All energy yielding process are ultimately dependent upon enzymatically catalyzed redox reactions. The most important one for energy metabolism involve biological membranes with bound electron transport processes like photosynthesis and oxidative phosphorylation. Biological oxidation is the primary provider of energy for cellular anabolism, the reductive synthesis of metabolites, by furnishing mobile hydrogens, and phosporylating energy by combining hydrogens with oxygen to form water coupling this process to the production of ATP in the form of oxidative phosphorylation. Central to the oxidation-reduction processes are the vitamin B group containing coenzymes nicotinamide-adenine dinucleotide (NAD) and nicotinamide-adenine dinucleotide phosphate ( NADP , (C00006; oxidized form); NAD (C00003; oxidized form; not phosphorylated at the adenosine ribosyl C2 position).  Being part of the appropriate enzymes the oxidized nicotinamide ring of NAD + or NADP + extracts a hydride (H: - ) from a wide variety of simple metabolites in a process known as dehydrogenation . The enzymes catalyzing the reduction of nicotinamide containing coenzymes are called dehydrogenases . In a typical reaction two hydrogen atoms (including their electrons) are removed from the substrate to produce the oxidized form of the donor. The fate of the two hydrogens differs: one hydrogen with two electrons (H: - ), a hydride ion, is transferred to the nicotinamide ring to produce reduced NADH or NADPH while the other hydrogen is released into solution as a free proton (H + ).

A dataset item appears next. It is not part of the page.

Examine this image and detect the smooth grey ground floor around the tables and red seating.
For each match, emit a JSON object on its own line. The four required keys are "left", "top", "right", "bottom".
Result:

The generic form of a redox reaction mechanism catalyzed by enzymes with NAD as cofactor is shown.

Table 1. Oxidative pathways of glycolysis employed by various bacteria. Bacterium Embden-Meyerhof pathway Phosphoketolase (heterolactic) pathway Entner Doudoroff pathway Acetobacter aceti - + - Agrobacterium tumefaciens - - + Azotobacter vinelandii - - + Bacillus subtilis major minor - Escherichia coli + - - Lactobacillus acidophilus + - - Leuconostoc mesenteroides - + - Pseudomonas aeruginosa - - + Vibrio cholerae minor - major Zymomonas mobilis - - +

The regulated uncoupling of oxidative phosphorylation is a biologically useful means of generating heat. The uncoupling of oxidative phosphorylation is a means of generating heat to maintain body temperature in hibernating animals, in some newborn animals (including human beings), and in mammals adapted to cold. Brown adipose tissue, which is very rich in mitochondria (often referred to as brown fat mitochondria), is specialized for this process of non shivering thermogenesis. The inner mitochondrial membrane of these mitochondria contains a large amount of uncoupling protein (UCP), here UCP-1, or Thermogenin, a dimer of 33-kd subunits that resembles ATP-ADP translocase. UCP-1 forms a pathway for the flow of protons from the cytosol to the matrix. In essence, UCP-1 generates heat by short-circuiting the mitochondrial proton battery. This UCP-1 channel is activated by fatty acids (as in the given case) – Figure-2.

Atp coupling of catabolic and anabolic reactions

atp coupling of catabolic and anabolic reactions

The regulated uncoupling of oxidative phosphorylation is a biologically useful means of generating heat. The uncoupling of oxidative phosphorylation is a means of generating heat to maintain body temperature in hibernating animals, in some newborn animals (including human beings), and in mammals adapted to cold. Brown adipose tissue, which is very rich in mitochondria (often referred to as brown fat mitochondria), is specialized for this process of non shivering thermogenesis. The inner mitochondrial membrane of these mitochondria contains a large amount of uncoupling protein (UCP), here UCP-1, or Thermogenin, a dimer of 33-kd subunits that resembles ATP-ADP translocase. UCP-1 forms a pathway for the flow of protons from the cytosol to the matrix. In essence, UCP-1 generates heat by short-circuiting the mitochondrial proton battery. This UCP-1 channel is activated by fatty acids (as in the given case) – Figure-2.